My test results, using 4 test cases, each test case containing one NoOp step and no data set. In the suite, tests ran in parallel.

Suite - 4 Tests, parallel execution
Staging Document - RunNTimes; 2vu, 15min, pacing 2000 tc/15min
Results - 7962 of 8000 test runs
Per Test Counts - 1987, 1992, 1994, 1989

Suite - 4 Tests, parallel execution
Staging Document - RunNTimes; 4vu, 15min, pacing 2000 tc/15min
Results - 7983 of 8000 test runs
Per Test Counts -

Note: as long as the CPU can keep up with the pacing, individual tests within a suite will hit their pacing target. If the load overtakes the CPU, pacing accuracy is off and is unpredictable. By unpredictable, I mean the %-error for each test fluctuates; some tests may be dead-on with their pacing while another test's pacing is off by 50%.

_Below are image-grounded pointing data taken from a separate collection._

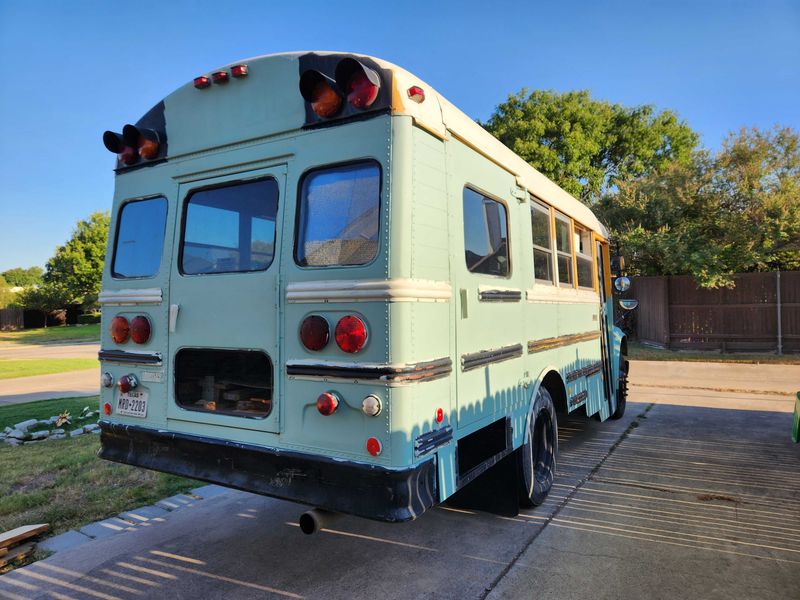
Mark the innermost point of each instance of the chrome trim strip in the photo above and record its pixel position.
(123, 356)
(563, 340)
(380, 372)
(486, 357)
(130, 297)
(370, 290)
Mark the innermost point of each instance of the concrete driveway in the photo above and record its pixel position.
(673, 501)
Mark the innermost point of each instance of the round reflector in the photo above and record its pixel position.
(120, 330)
(140, 329)
(374, 446)
(360, 83)
(327, 403)
(315, 332)
(351, 334)
(319, 90)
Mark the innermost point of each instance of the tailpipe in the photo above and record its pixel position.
(315, 519)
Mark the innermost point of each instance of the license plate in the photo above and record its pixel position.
(132, 404)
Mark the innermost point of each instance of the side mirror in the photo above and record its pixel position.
(622, 284)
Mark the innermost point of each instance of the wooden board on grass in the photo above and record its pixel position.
(17, 553)
(9, 538)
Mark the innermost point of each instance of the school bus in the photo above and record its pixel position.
(327, 284)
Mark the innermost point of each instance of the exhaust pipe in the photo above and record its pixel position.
(315, 519)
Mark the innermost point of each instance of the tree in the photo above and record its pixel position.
(734, 211)
(588, 146)
(44, 298)
(19, 277)
(77, 266)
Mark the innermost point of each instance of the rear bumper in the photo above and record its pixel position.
(368, 491)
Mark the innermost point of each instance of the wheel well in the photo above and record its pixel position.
(555, 385)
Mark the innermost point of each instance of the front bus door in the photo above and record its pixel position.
(223, 304)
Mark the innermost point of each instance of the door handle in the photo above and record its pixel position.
(173, 316)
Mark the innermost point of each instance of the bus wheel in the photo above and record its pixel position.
(538, 453)
(622, 388)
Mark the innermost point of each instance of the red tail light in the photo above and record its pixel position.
(319, 91)
(315, 332)
(351, 334)
(140, 329)
(327, 403)
(120, 330)
(360, 83)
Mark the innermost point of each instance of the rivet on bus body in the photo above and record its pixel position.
(374, 446)
(371, 406)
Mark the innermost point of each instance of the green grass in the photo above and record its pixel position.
(63, 483)
(65, 333)
(638, 351)
(38, 366)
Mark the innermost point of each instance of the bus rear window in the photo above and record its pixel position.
(339, 216)
(140, 237)
(230, 229)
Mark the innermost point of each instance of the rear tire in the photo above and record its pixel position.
(622, 388)
(538, 454)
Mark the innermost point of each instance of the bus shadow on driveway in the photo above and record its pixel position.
(670, 501)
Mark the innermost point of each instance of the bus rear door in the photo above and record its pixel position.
(224, 321)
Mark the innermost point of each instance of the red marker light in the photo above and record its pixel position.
(120, 330)
(327, 403)
(351, 334)
(140, 329)
(374, 446)
(239, 71)
(315, 332)
(417, 94)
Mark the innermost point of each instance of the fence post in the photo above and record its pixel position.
(778, 303)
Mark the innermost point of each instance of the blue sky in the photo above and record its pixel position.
(71, 70)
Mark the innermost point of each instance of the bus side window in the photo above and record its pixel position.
(485, 235)
(583, 251)
(564, 251)
(542, 243)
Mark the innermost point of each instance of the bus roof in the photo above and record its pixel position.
(435, 114)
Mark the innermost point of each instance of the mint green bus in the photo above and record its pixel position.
(327, 284)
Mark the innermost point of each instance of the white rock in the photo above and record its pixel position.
(25, 425)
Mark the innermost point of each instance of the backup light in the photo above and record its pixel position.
(350, 334)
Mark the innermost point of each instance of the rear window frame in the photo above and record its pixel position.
(225, 184)
(118, 277)
(297, 213)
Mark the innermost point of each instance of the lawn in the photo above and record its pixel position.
(62, 482)
(28, 367)
(65, 333)
(637, 351)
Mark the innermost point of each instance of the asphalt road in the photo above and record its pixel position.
(672, 501)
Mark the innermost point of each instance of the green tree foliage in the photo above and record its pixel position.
(734, 211)
(19, 277)
(45, 298)
(588, 146)
(77, 266)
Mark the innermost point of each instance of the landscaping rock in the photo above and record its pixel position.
(65, 541)
(25, 425)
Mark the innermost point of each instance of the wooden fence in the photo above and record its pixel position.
(760, 314)
(11, 318)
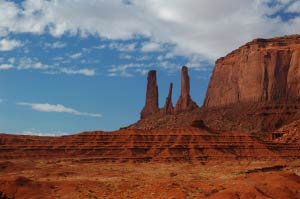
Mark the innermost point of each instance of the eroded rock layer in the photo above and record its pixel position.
(260, 71)
(189, 144)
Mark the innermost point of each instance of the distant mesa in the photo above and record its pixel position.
(263, 70)
(254, 88)
(184, 103)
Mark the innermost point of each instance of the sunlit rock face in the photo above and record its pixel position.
(260, 71)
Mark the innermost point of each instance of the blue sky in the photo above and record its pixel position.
(71, 65)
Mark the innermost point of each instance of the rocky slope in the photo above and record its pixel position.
(189, 144)
(254, 88)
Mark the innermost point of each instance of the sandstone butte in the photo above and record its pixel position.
(263, 70)
(250, 114)
(254, 88)
(251, 100)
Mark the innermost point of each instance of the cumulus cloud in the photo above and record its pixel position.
(6, 66)
(83, 71)
(208, 28)
(150, 47)
(55, 45)
(7, 45)
(29, 63)
(56, 108)
(76, 55)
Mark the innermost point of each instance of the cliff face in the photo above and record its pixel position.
(151, 105)
(260, 71)
(185, 102)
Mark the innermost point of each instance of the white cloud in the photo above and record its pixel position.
(151, 47)
(31, 63)
(83, 71)
(6, 66)
(7, 45)
(57, 108)
(11, 60)
(55, 45)
(209, 28)
(122, 47)
(294, 8)
(76, 55)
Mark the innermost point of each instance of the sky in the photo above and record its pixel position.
(68, 66)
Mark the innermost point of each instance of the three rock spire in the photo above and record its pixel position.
(184, 103)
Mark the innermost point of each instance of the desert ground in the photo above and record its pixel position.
(73, 178)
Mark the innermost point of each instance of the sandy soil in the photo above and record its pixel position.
(63, 178)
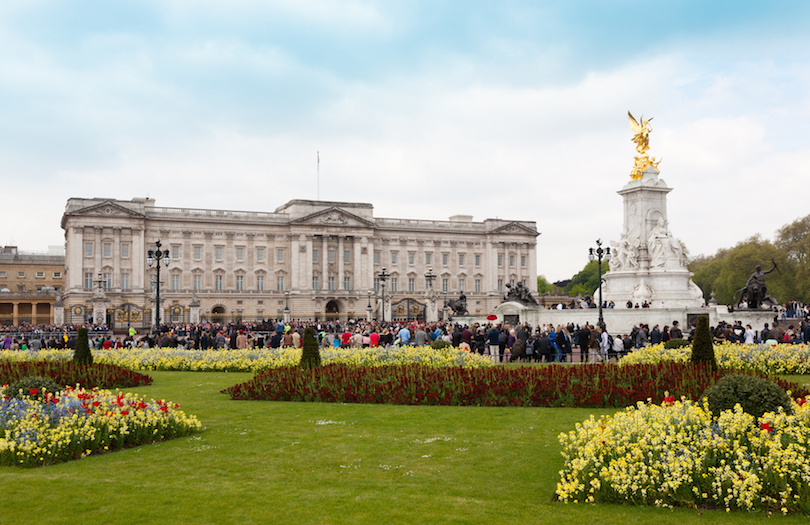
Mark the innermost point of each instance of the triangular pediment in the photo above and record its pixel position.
(333, 216)
(107, 209)
(515, 227)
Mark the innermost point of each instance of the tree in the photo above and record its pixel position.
(727, 271)
(702, 346)
(310, 354)
(82, 354)
(794, 240)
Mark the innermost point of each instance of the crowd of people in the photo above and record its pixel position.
(502, 343)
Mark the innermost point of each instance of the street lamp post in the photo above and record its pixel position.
(598, 254)
(383, 276)
(153, 256)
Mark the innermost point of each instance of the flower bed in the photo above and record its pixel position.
(254, 359)
(573, 386)
(67, 373)
(75, 423)
(765, 359)
(677, 454)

Pacing acts as brake to limit the load on the SUT. Pacing does not act as an accelerator to increase the load. Internally, pacing only affects the lag time between each cycle of a test run; thus, pacing will determine how long a virtual user waits before running a test again.

Lets say the load pattern is a stair-step load pattern, ramping up from 10 virtual users to 100 virtual users, then back down to 10 virtual users. Lets also say pacing is set at 10 test cases/minute. On the first iteration of the test cycle, 10 virtual users execute the test 1 time each. If the average time to execute 1 test case is 5 seconds, these first 10 virtual users will finish their first iteration in about 5 seconds. The pacing algorithm will figure out that, with 10 virtual users running, and each taking 5 seconds to run 1 test, that the lag time needs to be 55 seconds. Thus, after 55 seconds, each virtual user will be told to execute the test again. This will keep the pace of 10 tests/minute, since there are 10 virtual users executing the test 1 time within 1 minute.

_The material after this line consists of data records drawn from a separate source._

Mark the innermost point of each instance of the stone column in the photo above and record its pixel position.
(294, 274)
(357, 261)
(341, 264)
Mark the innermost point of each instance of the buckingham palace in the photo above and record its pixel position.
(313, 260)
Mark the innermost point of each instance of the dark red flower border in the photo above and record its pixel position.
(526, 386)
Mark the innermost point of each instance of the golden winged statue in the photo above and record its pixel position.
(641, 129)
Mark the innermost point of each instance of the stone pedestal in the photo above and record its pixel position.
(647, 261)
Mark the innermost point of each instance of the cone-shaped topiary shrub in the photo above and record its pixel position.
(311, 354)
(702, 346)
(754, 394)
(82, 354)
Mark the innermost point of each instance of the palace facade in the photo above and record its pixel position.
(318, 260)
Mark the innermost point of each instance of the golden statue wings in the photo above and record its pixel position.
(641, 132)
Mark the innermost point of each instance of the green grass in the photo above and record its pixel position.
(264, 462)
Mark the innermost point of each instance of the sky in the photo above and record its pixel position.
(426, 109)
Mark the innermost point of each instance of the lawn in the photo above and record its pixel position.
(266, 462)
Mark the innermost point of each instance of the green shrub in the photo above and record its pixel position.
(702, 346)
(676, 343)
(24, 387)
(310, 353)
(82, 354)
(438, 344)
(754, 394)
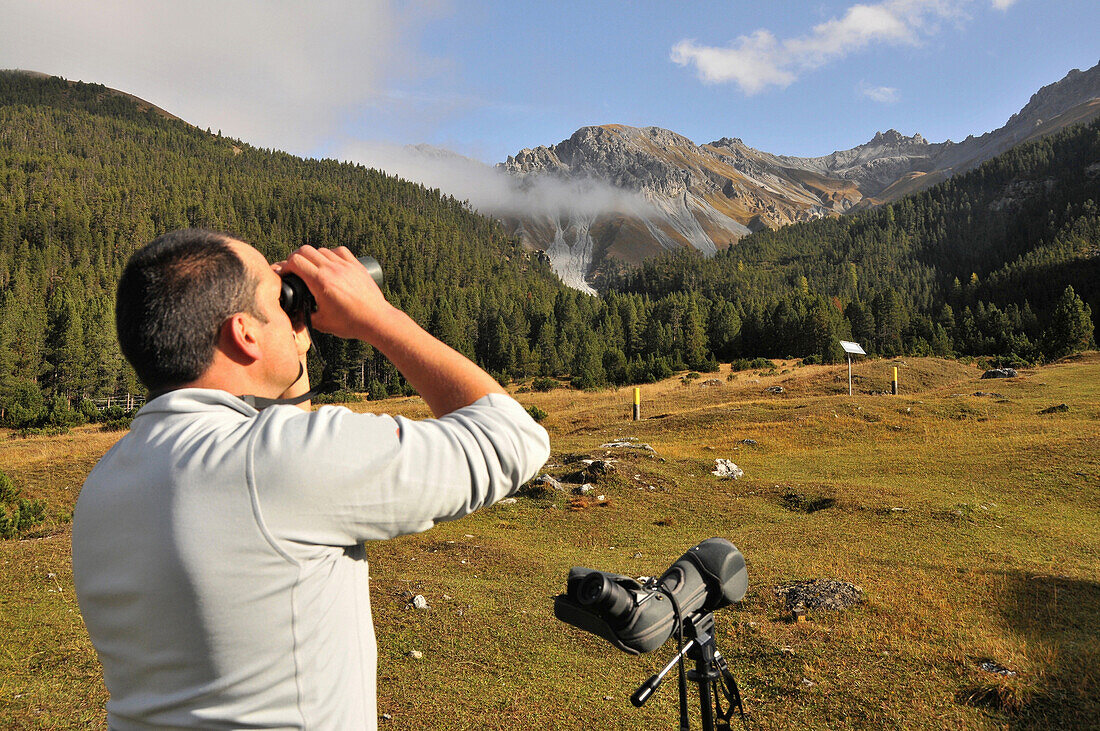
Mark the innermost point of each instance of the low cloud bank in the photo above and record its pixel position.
(494, 191)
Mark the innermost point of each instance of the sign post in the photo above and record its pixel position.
(851, 349)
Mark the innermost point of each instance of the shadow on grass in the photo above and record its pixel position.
(1057, 617)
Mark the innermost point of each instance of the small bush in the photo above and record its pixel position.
(543, 385)
(755, 364)
(25, 514)
(342, 396)
(8, 490)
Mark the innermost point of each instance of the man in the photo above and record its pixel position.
(218, 550)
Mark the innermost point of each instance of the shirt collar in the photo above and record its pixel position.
(185, 400)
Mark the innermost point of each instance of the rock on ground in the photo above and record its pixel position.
(727, 468)
(820, 594)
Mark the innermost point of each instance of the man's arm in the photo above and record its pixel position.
(350, 305)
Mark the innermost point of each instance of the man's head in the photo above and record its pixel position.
(175, 296)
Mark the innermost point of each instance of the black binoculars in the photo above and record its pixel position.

Lets say one iteration of test case takes 2 minutes. With the initial 10 virtual users of the load pattern, there aren't enough virtual users running to keep up the pace of 10 tests/minute. Pacing will set the lag time between test iterations of 0 milliseconds - as soon as a virtual user finishes 1 iteration, the next iteration can begin. Pacing will not cause more virtual users to be fired up. If there aren't enough virtual users running to keep up with the pacing, then there just aren't. Once there are 20 virtual users running, things will be on pace - 20 virtual users running 20 tests in 2 minutes averages to 10 tests/minute. With 20 virtual users, the lag time between test iterations is still 0 milliseconds.

When the load increases to 40 virtual users, a lag time finally moves above 0ms. 40 virtual users executing 40 iterations in 2 minutes averages to 20 tests/minute. That's 2X over the pace, so the virtual users need to be slowed down: each virtual user needs to sleep 1 minute between each test iteration. With 40 virtual users, a test only needs to be executed every few minutes to hit that pace. When the load increases to 80 virtual users, pacing will slow them down to wait 2 minutes between executions.

The load pattern determines how many virtual users are running and how many iterations of the test case are executed per virtual user, while pacing controls how much time elapses between when a virtual user finishes one iteration of a test case and starts the next iteration.